Ma lo storico ci tiene a mettere un punto fermo: “La categoria del traditore non fa parte dell'analisi storiografica”. Detto questo, Saltori ammette che “è vero che c'è un salto il primo e il secondo Battisti. Nel 1913 a Vienna tiene discorsi antimilitaristi e soltanto l'anno dopo si esprime con foga interventista.
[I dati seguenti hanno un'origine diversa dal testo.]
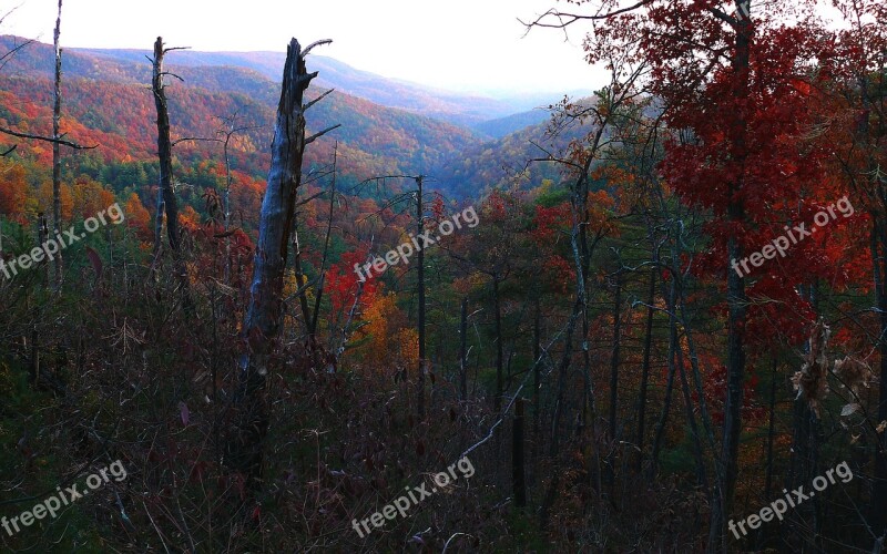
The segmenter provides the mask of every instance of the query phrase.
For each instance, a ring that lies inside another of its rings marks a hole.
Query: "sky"
[[[0,34],[52,42],[57,0],[18,6]],[[504,96],[599,89],[605,75],[583,60],[582,32],[526,29],[518,21],[555,0],[64,0],[62,47],[200,51],[285,51],[334,43],[317,53],[384,76]]]

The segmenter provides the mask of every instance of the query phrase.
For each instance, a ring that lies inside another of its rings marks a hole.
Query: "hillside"
[[[10,49],[16,41],[0,39],[0,48]],[[71,51],[63,58],[64,124],[71,136],[84,143],[101,144],[108,158],[132,156],[145,158],[155,150],[153,99],[145,91],[150,64],[141,53],[132,51],[116,61]],[[179,137],[214,137],[217,117],[238,111],[244,126],[253,127],[245,152],[256,152],[251,167],[255,174],[267,170],[262,156],[271,140],[269,125],[278,95],[278,85],[257,71],[235,66],[180,65],[179,54],[170,55],[169,71],[184,82],[172,80],[167,88],[173,132]],[[193,55],[193,53],[192,53]],[[141,60],[141,61],[140,61]],[[48,132],[51,125],[52,47],[33,43],[22,49],[3,68],[0,91],[4,94],[2,119],[17,129],[27,122],[33,131]],[[14,75],[14,76],[13,76]],[[312,88],[308,98],[316,98],[322,88]],[[332,145],[340,146],[340,170],[354,179],[388,173],[419,173],[438,165],[453,152],[478,144],[467,129],[416,113],[374,104],[367,100],[336,91],[308,114],[309,129],[319,131],[329,125],[341,127],[309,150],[312,163],[328,163]],[[217,147],[198,145],[203,152]]]
[[[131,65],[142,63],[147,50],[70,49],[77,53],[102,60],[102,63]],[[179,66],[231,66],[255,71],[277,82],[281,79],[286,54],[284,52],[197,52],[177,51],[174,63]],[[173,59],[171,58],[171,61]],[[471,125],[507,116],[536,104],[534,99],[495,100],[480,95],[458,94],[416,83],[387,79],[360,71],[333,58],[312,55],[312,68],[320,75],[315,84],[320,88],[347,91],[348,94],[376,104],[409,111],[459,125]]]

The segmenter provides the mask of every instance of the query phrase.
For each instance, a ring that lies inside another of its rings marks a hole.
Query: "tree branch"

Questo – continua lo storico – fa oggettivamente venire la vertigine, anche se i prodromi di un suo riavvicinamento all'interventismo c'erano da qualche tempo”.

 

“Ma dire che i proletari trentini lo chiamassero traditore è una forzatura – sostiene Saltori - c'è sempre stato affetto per Battisti anche a livello popolare, anche da parte dei socialisti trentini che hanno sempre rivendicato la sua figura con nostalgia”. Negli archivi sono stati trovate voci e canti dei socialisti trentini che maledivano gli studenti per aver causato l'intervento in guerra dell'Italia: “Ma oggi sappiamo che Battisiti non pesò in alcun modo sulla decisione di entrare in guerra da parte dell'Italia”.

 

Per Mirko Saltori quello degli anarchici è un “intervento provocatorio” anche se riconosce che questa uscita ha il merito di togliere la palla a quel “gioco a due che imprigiona Battisit all'ultimo segmento della sua attività”. Ricordare, come hanno fatto indirettamente gli anarchici, il suo impegno per il proletariato “dà più corpo alla sua figura e permette di osservarla nel suo complesso”.

 

“Anche se – sottolinea Saltori – c'è più di una imprecisione in quel testo”. Uno su tutti: “ La socialdemocrazia austriaca non ha votato i crediti di guerra, anche perché il parlamento austriaco era chiuso dal 1914, e di guerra non ha mai potuto discuter”. La storia, come si sa, non la si fa con i se. “Ma se si fosse discusso a Vienna sui crediti di guerra – azzarda Saltori – non ci sarebbe stata di certo l'unanimità, quella dimensione internazionale e composita, fatta di culture e lingue diverse, non avrebbe di sicuro convinto i socialisti triestini o quelli cechi a votare a favore”. E poi che la socialdemocrazia sia la responsabile assoluta della catastrofe, “questa è una forzatura ideologica”.

 

Su Battisti, in generale, Mirko Saltori afferma che un atteggiamento più laico non farebbe male: “O eroe o traditore, o tutto socialista o tutto nazionalista. Queste semplificazioni non rendono giustizia alla complessità di una figura che deve essere letta nella sua complessità e anche nelle sue contraddizioni”.